Program sheds softer light on emergency room

eye on harford

October 12, 2008|By Cassandra A. Fortin | Cassandra A. Fortin,Special to The Baltimore Sun

Kim Cass knows better than most how traumatic a trip to the emergency room can be for a child.

For about 12 years, Cass, a pediatrician, has seen a lot of children more upset about their visit to the emergency room than their illness.

"With the bright lights, equipment, and doctors and nurses everywhere, it can be really scary for a child," said Cass, the director of pediatric emergency medicine at Upper Chesapeake Medical Center in Bel Air.

In an effort to help kids feel more at ease, Cass is holding the first Teddy Bear Clinic in the hospital's pediatric emergency room.

To participate, children from preschool age through elementary school bring their stuffed animals into the emergency room. The animals are triaged by the emergency room nurses and doctors and then treated, based on their diagnosis, she said.
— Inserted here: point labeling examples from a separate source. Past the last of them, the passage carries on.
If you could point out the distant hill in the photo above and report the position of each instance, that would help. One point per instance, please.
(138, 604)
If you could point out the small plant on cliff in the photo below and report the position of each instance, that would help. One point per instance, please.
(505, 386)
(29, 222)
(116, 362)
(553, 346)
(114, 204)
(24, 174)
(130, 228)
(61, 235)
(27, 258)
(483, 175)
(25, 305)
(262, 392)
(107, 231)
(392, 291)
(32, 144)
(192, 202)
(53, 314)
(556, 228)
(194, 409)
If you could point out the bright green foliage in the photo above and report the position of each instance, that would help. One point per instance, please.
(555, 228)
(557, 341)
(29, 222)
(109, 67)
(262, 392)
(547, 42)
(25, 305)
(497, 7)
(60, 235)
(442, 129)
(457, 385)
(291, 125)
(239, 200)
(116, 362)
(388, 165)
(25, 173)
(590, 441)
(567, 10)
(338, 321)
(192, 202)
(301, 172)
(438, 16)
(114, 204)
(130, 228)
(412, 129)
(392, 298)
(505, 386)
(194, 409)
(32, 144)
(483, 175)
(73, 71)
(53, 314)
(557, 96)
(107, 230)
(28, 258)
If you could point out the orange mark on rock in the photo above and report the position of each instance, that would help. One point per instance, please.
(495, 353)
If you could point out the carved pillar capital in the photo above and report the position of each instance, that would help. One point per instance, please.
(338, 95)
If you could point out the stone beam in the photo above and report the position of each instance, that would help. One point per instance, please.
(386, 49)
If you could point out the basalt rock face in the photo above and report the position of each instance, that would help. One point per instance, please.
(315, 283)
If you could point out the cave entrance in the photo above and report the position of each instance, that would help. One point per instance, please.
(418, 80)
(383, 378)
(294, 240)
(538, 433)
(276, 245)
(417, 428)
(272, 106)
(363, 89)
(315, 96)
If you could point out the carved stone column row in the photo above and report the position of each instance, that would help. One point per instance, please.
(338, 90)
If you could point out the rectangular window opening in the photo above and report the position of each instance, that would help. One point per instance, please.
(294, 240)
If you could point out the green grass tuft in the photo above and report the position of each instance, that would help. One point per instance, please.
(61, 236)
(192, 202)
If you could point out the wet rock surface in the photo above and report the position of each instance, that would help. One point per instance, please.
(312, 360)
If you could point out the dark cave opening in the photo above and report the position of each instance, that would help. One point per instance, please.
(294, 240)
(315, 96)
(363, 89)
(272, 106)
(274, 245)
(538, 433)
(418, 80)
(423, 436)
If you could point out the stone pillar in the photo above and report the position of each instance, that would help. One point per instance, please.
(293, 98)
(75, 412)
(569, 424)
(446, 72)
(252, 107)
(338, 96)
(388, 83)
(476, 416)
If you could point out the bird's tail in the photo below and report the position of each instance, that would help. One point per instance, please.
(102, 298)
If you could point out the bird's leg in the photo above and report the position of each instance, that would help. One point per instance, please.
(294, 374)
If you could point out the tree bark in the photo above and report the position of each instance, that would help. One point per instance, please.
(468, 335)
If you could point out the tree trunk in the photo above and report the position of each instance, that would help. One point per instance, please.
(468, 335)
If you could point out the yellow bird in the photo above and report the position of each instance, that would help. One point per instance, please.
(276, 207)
She had no trouble getting doctors and nurses to volunteer to help with the program, she said.

"This is a fun activity for us," she said. "It's not like this is some horrible duty. We get to play with the kids and have fun."

The stuffed animals might have fevers, broken arms, cuts or bruises, she said.

"We will give them band-aids, put on little splints, or take care of a fever," she said. "The idea is to familiarize the children with the ER. We want them to know what happens if they ever have to visit the hospital in an emergency situation."

During the clinic, the children can explore and see some of the equipment at the Exploration Station, she said. The station will include monitors, stethoscopes, blood pressure cuffs and respiratory masks. The children will be allowed to listen to their heart beat, put on a mask and see how the monitors work, she said. Upon completion of their doctor's visit, the children will receive a certificate.

"We want the parents and the children to see that a visit to the ER doesn't always have to be bad," she said.

The event is free and open to the public. It will be held at Upper Chesapeake Medical Center at 9 a.m. Friday in the pediatric emergency room.